»Nicht so hastig, Radisson«, mahnte El-Navar. »Schalt erst deinen Kopf ein. Dieses Mädchen ist dir nicht gewachsen, auch wenn sie dir in anderer Hinsicht das Wasser reichen kann. Eine ordentliche Ringerin, zum Beispiel, was seinen Wert haben kann.«
Obwohl Kit den Grund nicht verstand, vermittelte etwas in El-Navars Worten, etwas in seinem Tonfall, Radisson eine Botschaft. Anstatt wütend zu werden, kam der Kerl zu Kits Platz herüber. Er starrte sie an, woraufhin sein Gesichtsausdruck sich änderte und nachdenklich wurde.
Auch El-Navar umrundete Kit und musterte sie. »Ich finde, wir nehmen sie mit«, erklärte er, nachdem ein paar lange Augenblicke verstrichen waren. »Laßt sie… wie sie sagt, ›mitkommen‹.«
Ursa warf einen Blick auf Kit und sah dann wieder El-Navar an. Er zuckte mit den Schultern, um seine Gleichgültigkeit zu bekunden. Immer noch ungerührt starrte er Kit mit seinen dunklen, quecksilberfarbigen Augen an.
»Vielleicht«, meinte Radisson störrisch.
»Sieh sie dir an«, forderte El-Navar Radisson auf. »Sie hat doch ungefähr deine Größe. Und sie hat Schneid. Für uns würde es das Risiko gewaltig verringern, und du wärst da, wo du am meisten gebraucht wirst.«
Nach langem Zögern zuckte Radisson als Zeichen zurückhaltender Zustimmung mit den Schultern. Kit registrierte, daß sich niemand darum scherte, das vierte Mitglied der Gruppe zu befragen – Trauerkloß, wie sie ihn heimlich getauft hatte.
»Hast du ein gutes Pferd? Kannst du schnell reiten, Kitiara?« fragte El-Navar.

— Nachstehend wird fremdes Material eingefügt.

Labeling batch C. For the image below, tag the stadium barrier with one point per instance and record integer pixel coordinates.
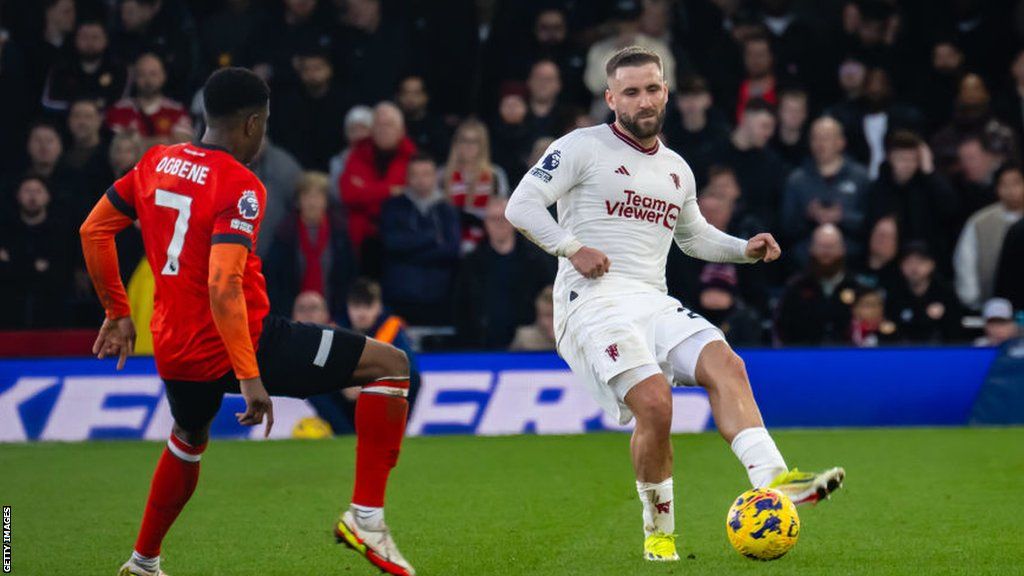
(505, 394)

»Schnell genug!« sagte sie aufgeregt.
Er schnitt ihr die Fesseln durch. »Dann gehörst du zu uns«, entschied er und klopfte ihr auf die Schulter.
Kitiara rieb sich kläglich die Handgelenke und sah in die vier Gesichter, die sie anstarrten. Obwohl sie noch nicht allzu zuversichtlich war, zwang sie sich zu einem Lächeln.
»Also…«, sagte der mit dem Schurkengesicht.
»Na los, Radisson!« donnerte El-Navar. »Sei kein Esel. Gib unserm neuen Partner die Hand!«Am folgenden Tag und dem Tag drauf ritten sie weiter nach Nordosten.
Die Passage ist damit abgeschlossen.